A solution of PhIP was diluted to three concentrations of 0.1, 1.0 and 10 μg mL−1, respectively. These dilutions were analyzed in triplicate using an LC–UV–MS set-up (UV set at 318 nm). Subsequently, a calibration curve (area versus nominal concentration) was fitted by least-squares linear regression using the reciprocal of the concentration (1/x) as a weighting factor. One urine sample was then analyzed in triplicate at three wavelengths i.e., 306, 318 and 340 nm. Depending on its λmax, each metabolite was quantified by interpolation of its response, measured at either of the three wavelengths, on the calibration curve of PhIP. As the concentration calculations were based on the molar extinction coefficient, the molecular mass of the metabolites was taken into account in the calculation. The urine sample in which PhIP and its metabolites were quantified based on the calibration curve of PhIP, was then designated to be a standard which was used to quantify PhIP and its metabolites in other urine samples. For that purpose, the standardized urine sample was subsequently analyzed on an LC–MS–MS set-up together with the remaining urine samples. The response of the metabolites in the remaining urine samples were quantified in triplicate based on the standardized urine sample which was also analyzed in triplicate in the same run. Results of these experiments are presented in Table 4.

Table 4 Mass, retention time, maximum absorption wavelength and average concentration in mouse urine of PhIP and its metabolites

Precision and Stability

Inter-assay precisions were within 15% for all analytes in both the LC–UV–MS and LC–MS–MS set-up.

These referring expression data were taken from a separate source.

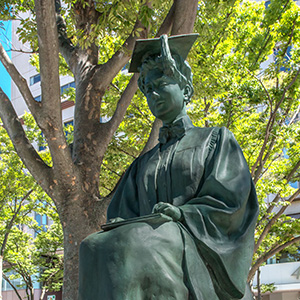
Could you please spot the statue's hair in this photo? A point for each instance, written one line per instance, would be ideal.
(181, 72)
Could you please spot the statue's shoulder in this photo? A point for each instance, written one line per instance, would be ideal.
(203, 133)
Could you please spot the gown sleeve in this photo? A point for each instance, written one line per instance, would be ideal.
(124, 203)
(221, 218)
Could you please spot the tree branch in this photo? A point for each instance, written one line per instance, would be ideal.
(25, 150)
(105, 73)
(273, 220)
(13, 287)
(270, 125)
(184, 16)
(11, 223)
(66, 47)
(51, 103)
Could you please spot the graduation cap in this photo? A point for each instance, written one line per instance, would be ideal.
(178, 44)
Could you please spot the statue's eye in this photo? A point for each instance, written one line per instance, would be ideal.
(149, 89)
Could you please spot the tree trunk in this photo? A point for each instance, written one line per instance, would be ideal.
(78, 222)
(258, 285)
(1, 270)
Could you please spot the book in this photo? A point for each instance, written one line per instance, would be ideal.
(156, 218)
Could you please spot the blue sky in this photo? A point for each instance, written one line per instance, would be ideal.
(5, 38)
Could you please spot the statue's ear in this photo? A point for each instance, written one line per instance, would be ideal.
(187, 93)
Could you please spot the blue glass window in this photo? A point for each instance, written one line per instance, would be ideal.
(35, 79)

The recovered concentration of PhIP and its metabolites was within 15% of the initial concentration when diluted urine was stored for 22 h at 2–8 °C in amber colored autosampler vials, providing enough time for the whole analysis as described above (Table 5). The lower limit of quantification of PhIP was determined to be approximately 1.0 ng mL−1.

Table 5 Inter-assay precision and stability parameters

Conclusion

An assay was successfully developed for the quantification of PhIP and three of its phase I and nine of its phase II metabolites in mouse urine. This assay was based on liquid chromatography coupled to mass spectrometry and ultraviolet detection.

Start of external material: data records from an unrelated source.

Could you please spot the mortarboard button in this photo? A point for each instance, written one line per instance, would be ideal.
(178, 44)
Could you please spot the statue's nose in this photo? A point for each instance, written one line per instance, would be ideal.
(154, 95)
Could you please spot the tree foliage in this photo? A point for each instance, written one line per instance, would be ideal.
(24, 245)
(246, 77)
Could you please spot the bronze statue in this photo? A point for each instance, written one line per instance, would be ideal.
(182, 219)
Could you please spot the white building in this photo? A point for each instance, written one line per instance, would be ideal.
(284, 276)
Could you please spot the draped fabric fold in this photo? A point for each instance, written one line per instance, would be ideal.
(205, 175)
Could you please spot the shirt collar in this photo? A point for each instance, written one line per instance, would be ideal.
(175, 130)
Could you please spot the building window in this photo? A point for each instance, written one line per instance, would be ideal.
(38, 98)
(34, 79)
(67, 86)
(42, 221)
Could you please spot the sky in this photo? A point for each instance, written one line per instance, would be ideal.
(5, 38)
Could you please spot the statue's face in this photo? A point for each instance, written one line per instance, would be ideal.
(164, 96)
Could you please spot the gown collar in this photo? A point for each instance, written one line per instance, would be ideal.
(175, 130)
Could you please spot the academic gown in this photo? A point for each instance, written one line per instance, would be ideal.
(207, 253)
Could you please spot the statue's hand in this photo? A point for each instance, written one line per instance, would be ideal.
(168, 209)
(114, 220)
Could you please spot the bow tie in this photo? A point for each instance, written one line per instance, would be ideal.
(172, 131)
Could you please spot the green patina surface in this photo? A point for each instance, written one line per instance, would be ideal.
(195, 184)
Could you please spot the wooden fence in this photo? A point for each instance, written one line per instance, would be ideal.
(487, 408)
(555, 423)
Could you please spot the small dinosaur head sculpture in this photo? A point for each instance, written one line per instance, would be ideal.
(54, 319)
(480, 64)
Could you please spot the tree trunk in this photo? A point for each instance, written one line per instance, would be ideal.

Metabolites were identified based on fragmentation patterns, relative retention times, UV absorption, degradation by β-glucuronidase, and NMR spectroscopy.

We provide a strategic way for quantification of analytes of which no reference standards are available. The presented assay will provide further insight into PhIP metabolism which is pivotal to understand its carcinogenic properties.